On my other threads on patient modesty and why doctors are hated, there is much concern and worry about sexually seductive doctors. Such concerns are warrented even though I am sure most doctors will treat patients professionally and keep to the professional and legal boundaries of behavior. However, physicians have their own concerns. One of their concerns is the behavior that the patient will bring into the office. There are the angry, disruptive and frankly belligerant patients. Medical students are taught to expect such patients and to react by trying to understand what is motivating these patients to these behaviors since such understanding may provide a therapeutic approach rather than the physician simply reflecting anger back to the patient. One of the more subtle and difficult patient behaviors for physicians to deal with is the sexually seductive patient. Such a patient, often a female relating to a male physician enters with the expression of obvious greater attention and interest with respect to the physician's personality and appearance than true concern about her own symptoms. Her actions may be sexually provocative. The patient may expose her body to the physician during the interview or exam to an extent which is clinically unnecessary. Female physicians are not free of seductive male patients.
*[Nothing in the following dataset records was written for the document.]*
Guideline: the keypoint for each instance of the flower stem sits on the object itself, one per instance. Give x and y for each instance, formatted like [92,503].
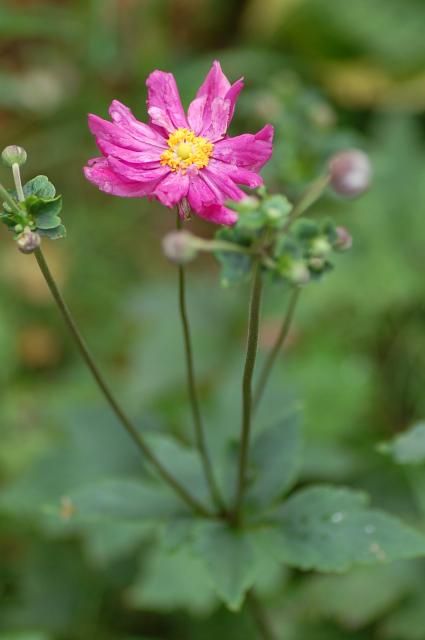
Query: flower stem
[18,182]
[259,616]
[116,408]
[271,358]
[251,353]
[193,395]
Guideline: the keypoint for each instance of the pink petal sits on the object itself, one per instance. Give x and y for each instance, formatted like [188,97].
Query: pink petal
[206,201]
[164,104]
[137,173]
[248,150]
[99,173]
[123,136]
[172,189]
[148,156]
[237,174]
[215,83]
[196,115]
[218,214]
[200,194]
[233,94]
[123,117]
[221,184]
[220,114]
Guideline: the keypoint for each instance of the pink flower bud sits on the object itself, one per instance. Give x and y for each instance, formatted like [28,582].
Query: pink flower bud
[14,155]
[179,246]
[350,173]
[298,273]
[344,239]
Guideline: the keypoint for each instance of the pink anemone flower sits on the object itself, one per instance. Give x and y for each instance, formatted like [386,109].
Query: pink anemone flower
[182,160]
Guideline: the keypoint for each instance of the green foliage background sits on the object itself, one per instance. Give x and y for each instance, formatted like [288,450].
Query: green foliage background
[327,74]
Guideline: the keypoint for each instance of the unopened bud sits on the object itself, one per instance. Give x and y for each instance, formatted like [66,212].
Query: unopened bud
[320,247]
[344,239]
[298,273]
[247,204]
[14,155]
[316,264]
[179,246]
[28,241]
[350,173]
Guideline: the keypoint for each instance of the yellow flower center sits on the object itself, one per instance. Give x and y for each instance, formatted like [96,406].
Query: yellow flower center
[185,149]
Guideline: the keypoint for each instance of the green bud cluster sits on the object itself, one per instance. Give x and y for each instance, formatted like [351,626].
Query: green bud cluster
[38,213]
[295,252]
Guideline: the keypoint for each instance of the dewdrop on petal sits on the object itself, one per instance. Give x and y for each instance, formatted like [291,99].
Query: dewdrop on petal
[298,273]
[350,173]
[28,241]
[14,155]
[179,246]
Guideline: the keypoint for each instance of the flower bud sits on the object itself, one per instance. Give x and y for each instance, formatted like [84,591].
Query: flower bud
[298,273]
[344,239]
[14,155]
[320,247]
[316,264]
[28,241]
[350,173]
[179,246]
[247,204]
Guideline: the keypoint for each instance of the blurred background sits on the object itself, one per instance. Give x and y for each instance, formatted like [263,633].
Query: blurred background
[327,74]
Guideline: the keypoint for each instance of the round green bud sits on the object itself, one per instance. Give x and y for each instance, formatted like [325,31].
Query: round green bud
[28,241]
[320,247]
[316,263]
[180,246]
[350,173]
[298,273]
[14,155]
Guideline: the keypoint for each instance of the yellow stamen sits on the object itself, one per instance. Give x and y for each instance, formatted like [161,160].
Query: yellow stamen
[186,149]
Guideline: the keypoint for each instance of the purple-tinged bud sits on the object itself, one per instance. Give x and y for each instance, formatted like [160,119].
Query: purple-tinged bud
[298,273]
[14,155]
[180,246]
[350,173]
[28,241]
[316,263]
[344,239]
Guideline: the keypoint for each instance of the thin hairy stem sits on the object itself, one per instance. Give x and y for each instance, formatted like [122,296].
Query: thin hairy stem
[251,353]
[259,616]
[109,397]
[271,358]
[192,390]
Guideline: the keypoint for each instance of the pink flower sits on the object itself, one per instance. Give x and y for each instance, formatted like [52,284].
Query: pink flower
[180,160]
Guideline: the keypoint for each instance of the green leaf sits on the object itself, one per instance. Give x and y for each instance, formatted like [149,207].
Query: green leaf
[124,500]
[276,209]
[331,529]
[360,597]
[182,461]
[54,234]
[44,207]
[230,558]
[275,461]
[41,187]
[171,580]
[408,447]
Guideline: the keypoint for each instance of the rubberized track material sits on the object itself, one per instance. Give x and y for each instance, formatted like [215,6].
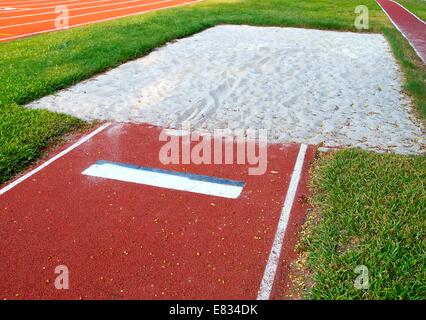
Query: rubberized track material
[125,240]
[412,27]
[19,19]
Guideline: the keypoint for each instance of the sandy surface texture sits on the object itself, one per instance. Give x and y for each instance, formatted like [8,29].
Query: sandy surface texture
[339,88]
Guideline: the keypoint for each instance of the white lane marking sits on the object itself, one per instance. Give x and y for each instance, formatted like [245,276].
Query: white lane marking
[59,155]
[403,34]
[166,179]
[274,255]
[96,21]
[86,14]
[49,12]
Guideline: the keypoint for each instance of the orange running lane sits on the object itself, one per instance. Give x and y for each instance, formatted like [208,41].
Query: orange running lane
[19,24]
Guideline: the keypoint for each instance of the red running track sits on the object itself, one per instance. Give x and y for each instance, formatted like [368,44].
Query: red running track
[124,240]
[19,19]
[411,27]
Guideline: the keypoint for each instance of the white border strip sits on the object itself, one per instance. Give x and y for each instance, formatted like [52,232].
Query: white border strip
[59,155]
[400,31]
[23,36]
[274,256]
[188,182]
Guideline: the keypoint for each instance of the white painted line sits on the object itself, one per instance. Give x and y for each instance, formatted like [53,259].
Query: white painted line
[166,179]
[59,155]
[96,21]
[403,34]
[274,255]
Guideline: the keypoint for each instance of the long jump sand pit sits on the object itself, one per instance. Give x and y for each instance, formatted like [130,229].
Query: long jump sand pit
[311,86]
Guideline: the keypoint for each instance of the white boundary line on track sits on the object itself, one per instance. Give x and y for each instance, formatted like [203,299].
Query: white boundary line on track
[96,21]
[51,160]
[75,9]
[21,4]
[400,31]
[418,18]
[86,14]
[274,256]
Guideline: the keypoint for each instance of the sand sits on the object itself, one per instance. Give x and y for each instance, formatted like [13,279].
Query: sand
[311,86]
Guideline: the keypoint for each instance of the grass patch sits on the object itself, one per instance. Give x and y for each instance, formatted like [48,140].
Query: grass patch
[418,7]
[369,209]
[25,133]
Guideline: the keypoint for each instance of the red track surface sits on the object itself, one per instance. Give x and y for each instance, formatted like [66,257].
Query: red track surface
[412,27]
[131,241]
[29,17]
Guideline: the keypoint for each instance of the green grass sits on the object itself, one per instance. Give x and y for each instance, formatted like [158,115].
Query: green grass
[378,199]
[418,7]
[372,210]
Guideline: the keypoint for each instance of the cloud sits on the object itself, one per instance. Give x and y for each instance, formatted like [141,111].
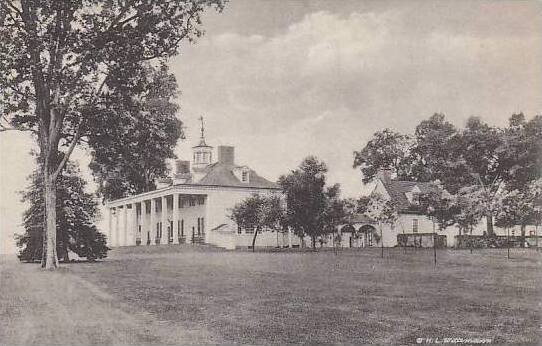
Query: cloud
[328,81]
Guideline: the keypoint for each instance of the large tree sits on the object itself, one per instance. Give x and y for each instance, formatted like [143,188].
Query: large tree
[383,211]
[259,213]
[432,158]
[306,199]
[387,150]
[56,57]
[76,213]
[135,131]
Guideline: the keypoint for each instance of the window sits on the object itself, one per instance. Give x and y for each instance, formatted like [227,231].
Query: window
[414,225]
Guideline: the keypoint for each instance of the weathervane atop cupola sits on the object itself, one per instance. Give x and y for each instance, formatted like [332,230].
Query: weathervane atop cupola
[203,153]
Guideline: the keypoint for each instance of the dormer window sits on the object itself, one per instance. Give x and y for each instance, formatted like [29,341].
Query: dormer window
[242,173]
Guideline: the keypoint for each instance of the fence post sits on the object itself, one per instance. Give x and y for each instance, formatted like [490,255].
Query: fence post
[508,242]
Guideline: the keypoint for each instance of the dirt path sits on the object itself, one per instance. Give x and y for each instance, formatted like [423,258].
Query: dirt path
[43,308]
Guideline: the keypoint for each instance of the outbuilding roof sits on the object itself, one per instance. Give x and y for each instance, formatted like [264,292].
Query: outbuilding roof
[398,189]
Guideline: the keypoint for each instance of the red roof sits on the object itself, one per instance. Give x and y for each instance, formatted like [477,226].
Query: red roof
[221,174]
[397,189]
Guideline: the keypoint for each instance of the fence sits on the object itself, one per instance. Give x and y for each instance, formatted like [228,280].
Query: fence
[421,240]
[466,241]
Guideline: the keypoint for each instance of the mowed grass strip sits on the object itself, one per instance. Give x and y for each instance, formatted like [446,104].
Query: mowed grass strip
[351,297]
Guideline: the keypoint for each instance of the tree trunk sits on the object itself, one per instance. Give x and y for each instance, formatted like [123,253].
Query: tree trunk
[522,234]
[51,258]
[254,239]
[489,225]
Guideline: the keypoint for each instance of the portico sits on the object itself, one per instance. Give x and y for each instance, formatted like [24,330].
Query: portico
[160,217]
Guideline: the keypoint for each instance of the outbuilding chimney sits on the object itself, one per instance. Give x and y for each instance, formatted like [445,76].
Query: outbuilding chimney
[182,167]
[182,172]
[226,154]
[384,175]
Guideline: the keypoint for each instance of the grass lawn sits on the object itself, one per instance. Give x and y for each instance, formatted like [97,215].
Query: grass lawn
[180,294]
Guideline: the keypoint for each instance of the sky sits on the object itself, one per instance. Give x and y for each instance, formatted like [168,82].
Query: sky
[283,79]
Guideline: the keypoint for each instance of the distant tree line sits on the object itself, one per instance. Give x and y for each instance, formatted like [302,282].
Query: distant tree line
[485,172]
[479,172]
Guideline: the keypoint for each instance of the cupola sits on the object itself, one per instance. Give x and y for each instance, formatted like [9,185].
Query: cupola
[202,153]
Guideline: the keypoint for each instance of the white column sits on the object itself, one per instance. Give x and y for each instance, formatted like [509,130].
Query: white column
[134,225]
[165,236]
[153,221]
[175,216]
[289,237]
[144,222]
[124,225]
[117,217]
[110,226]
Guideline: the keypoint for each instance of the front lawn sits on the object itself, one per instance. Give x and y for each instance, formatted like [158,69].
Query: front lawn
[179,294]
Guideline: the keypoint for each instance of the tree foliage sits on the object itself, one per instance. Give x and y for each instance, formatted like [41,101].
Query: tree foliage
[475,163]
[76,214]
[520,207]
[135,131]
[56,61]
[259,213]
[304,189]
[386,150]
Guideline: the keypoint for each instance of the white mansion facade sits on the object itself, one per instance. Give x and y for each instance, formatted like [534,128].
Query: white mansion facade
[193,206]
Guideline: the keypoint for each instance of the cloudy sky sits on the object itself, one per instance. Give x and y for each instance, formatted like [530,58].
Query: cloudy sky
[284,79]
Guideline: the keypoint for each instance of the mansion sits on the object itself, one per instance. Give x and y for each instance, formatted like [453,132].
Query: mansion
[193,206]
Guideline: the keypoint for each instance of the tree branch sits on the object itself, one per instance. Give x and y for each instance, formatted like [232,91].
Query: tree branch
[68,153]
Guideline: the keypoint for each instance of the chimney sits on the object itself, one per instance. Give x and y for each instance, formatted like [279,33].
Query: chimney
[182,172]
[226,154]
[182,167]
[384,175]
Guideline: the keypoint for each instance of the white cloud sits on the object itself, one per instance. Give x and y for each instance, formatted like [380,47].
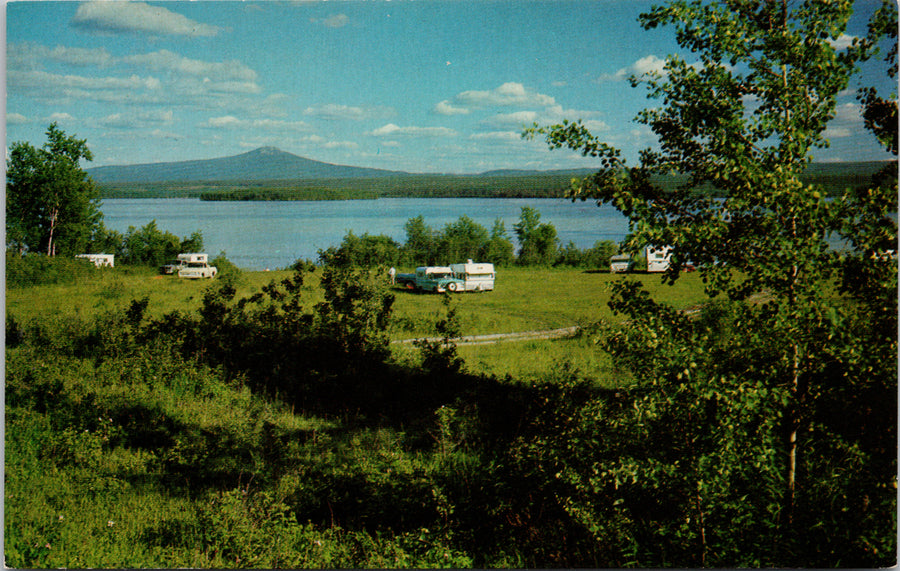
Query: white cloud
[517,118]
[27,56]
[142,119]
[335,21]
[507,94]
[15,119]
[340,145]
[106,17]
[232,122]
[505,136]
[391,129]
[551,114]
[335,111]
[647,64]
[447,108]
[165,60]
[42,82]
Psychologists explain these patients' behavior as expressions of transference--where psychologic unmet needs are attempted to be met by engaging physicians who seem to resemble and reflect critical persons in the patients' emotional life. Of concern is the issue of counter-transference--where the physician may respond to this situation in a manner to support the physician's unmet needs based on the physician's emotional life. This can lead to physicians responding to the seductive patient in a manner beyond the professional boundaries of sexual attention.
How should physicians react to the seductive patient? Should they consider the patient has a psychologic or psychiatric problem in addition to their other disease and seek out evaluation, patient education and treatment for this disorder? Or should the doctor go ballistic and spell out the established rules of further behavior? Medical schools find that the need to educate students regarding how to deal with the seductive patient an important topic. I would like to read the views of my visitors on the subject of the seductive patient and what they think would be the very best approach to deal with the issue if it arises. One point I don't want to read from my visitors is that there is no such person as a sexually seductive patient or that the way patients behave is simply a reflection of the doctor's unprofessional behavior at the onset of the relationship. You have to be in medical practice yourself to see that this conclusion applied to all is not true! ..Maurice.